阶梯上,好几个正沐浴祥瑞之光、伤势好转的少年,听到这话,直接岔了气,咳得面红耳赤,好不容易凝聚起来的那点敬畏之心差点当场碎裂。
高台上,一位年纪颇大的修士山羊胡翘了翘,差点把自己胡子揪下来。冷面修士的脸颊肌肉剧烈跳动了一下,强行绷住了表情。
万凤来朝!地涌金莲!亘古异象! 这位引动异象的主儿,第一反应居然是……可惜没能用来烧烤?!还惦记着那点孜然辣椒面?!
这丫头……这奇葩……这怪胎……她到底知不知道自己引发了什么?!她脑子里除了吃还能不能装点别的?!比如震惊、狂喜、或者哪怕一点点对天地的敬畏?!
然而,异象并未因云杳杳的“大逆不道”而有丝毫减弱,反而愈发恢弘神圣。七彩神凤清唳不绝,绕着她飞旋九周,每一周都洒落更多蕴含大道碎片和精纯灵机的光雨,融入她的身体,也更多地惠及了下方的阶梯与修士。

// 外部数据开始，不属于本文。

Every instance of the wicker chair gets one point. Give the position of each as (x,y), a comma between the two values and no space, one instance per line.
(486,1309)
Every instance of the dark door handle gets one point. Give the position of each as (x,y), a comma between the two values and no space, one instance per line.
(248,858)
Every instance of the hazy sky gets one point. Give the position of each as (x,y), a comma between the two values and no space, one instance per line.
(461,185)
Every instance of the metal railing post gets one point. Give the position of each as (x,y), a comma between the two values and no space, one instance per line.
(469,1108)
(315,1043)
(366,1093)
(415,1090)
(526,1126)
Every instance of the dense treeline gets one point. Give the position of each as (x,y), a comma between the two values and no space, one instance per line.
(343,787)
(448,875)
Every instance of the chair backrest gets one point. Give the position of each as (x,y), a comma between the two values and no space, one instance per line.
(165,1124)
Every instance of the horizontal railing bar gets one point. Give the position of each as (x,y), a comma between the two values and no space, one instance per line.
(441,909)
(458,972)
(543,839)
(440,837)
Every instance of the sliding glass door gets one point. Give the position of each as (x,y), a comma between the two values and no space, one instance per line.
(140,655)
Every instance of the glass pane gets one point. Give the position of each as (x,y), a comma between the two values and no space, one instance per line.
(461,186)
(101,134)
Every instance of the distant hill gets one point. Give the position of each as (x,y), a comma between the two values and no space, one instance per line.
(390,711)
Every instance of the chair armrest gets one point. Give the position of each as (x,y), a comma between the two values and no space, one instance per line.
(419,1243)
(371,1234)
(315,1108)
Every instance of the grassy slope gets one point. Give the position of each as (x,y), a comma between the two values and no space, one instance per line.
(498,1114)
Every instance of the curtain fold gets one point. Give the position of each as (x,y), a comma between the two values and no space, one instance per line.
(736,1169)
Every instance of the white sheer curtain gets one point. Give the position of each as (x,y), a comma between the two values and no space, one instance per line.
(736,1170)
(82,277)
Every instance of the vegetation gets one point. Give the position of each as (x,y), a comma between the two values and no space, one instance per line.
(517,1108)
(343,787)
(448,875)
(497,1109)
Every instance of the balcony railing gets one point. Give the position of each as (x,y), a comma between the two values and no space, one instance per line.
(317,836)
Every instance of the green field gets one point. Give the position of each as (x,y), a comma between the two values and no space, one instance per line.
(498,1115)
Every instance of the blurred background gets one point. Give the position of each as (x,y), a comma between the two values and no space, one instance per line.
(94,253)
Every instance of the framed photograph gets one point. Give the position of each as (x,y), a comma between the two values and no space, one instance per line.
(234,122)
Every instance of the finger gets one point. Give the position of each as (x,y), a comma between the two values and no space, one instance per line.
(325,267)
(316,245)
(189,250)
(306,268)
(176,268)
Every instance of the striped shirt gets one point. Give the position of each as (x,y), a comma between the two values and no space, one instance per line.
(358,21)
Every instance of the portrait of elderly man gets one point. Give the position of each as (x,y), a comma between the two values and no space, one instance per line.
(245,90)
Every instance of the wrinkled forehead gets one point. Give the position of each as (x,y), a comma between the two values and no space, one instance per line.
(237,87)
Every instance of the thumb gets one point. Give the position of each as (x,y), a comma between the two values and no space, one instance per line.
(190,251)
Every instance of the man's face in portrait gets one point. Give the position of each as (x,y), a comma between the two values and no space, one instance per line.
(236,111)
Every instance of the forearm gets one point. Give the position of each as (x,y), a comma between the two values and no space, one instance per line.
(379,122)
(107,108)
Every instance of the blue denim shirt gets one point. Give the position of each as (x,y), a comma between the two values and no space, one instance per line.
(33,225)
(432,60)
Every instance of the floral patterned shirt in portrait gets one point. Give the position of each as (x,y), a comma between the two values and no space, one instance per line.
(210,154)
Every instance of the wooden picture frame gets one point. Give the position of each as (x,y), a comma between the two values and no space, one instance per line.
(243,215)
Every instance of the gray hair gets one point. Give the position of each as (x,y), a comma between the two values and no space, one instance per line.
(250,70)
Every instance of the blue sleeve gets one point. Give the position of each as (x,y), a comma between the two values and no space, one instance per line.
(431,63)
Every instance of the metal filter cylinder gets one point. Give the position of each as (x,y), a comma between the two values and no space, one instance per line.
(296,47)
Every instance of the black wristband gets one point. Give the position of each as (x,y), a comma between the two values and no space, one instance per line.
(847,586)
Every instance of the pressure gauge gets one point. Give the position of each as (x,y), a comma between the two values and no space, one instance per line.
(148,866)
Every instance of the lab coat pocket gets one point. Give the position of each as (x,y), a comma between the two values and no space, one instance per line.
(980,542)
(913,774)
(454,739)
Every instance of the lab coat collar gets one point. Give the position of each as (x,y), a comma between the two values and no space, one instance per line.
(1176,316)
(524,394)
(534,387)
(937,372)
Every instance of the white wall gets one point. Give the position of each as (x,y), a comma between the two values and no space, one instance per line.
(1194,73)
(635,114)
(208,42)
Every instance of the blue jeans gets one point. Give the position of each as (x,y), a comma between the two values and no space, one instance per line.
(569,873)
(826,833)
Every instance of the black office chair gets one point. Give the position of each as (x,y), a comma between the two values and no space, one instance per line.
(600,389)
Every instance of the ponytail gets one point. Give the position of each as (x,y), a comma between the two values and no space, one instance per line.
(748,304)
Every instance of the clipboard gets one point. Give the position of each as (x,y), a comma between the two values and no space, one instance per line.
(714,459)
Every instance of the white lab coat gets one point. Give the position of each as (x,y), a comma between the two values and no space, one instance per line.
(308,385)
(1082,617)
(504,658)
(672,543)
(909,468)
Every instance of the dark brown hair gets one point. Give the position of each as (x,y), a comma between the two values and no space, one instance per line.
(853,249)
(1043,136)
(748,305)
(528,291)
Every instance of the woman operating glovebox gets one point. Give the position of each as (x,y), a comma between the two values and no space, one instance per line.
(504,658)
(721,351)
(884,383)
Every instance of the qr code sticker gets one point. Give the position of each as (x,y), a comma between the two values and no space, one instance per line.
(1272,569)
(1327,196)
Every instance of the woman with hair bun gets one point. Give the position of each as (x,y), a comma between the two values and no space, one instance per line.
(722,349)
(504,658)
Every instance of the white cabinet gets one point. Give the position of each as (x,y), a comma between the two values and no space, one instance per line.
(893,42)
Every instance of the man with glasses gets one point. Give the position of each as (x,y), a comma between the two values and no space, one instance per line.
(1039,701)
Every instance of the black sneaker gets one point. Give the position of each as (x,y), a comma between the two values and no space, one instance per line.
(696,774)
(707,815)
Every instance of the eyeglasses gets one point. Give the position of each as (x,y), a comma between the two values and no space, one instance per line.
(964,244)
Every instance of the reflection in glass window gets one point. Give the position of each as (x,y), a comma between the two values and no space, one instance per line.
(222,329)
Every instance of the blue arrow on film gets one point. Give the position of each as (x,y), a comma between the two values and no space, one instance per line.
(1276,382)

锦衣少年被浓郁的光雨笼罩,只觉浑身暖洋洋的,之前的重伤不仅瞬间痊愈,体内灵力甚至变得更加精纯澎湃,远胜从前!他猛地睁开眼睛,感受着体内前所未有的舒畅与强大,眼中充满了难以置信与极致的复杂。他看向顶端那个身影,之前的所有鄙夷、不屑、愤怒,此刻全都化为了乌有,只剩下深深的无力感、荒谬感和一丝连自己都不愿承认的……敬畏。
这简直是……人比人得死,货比货得扔!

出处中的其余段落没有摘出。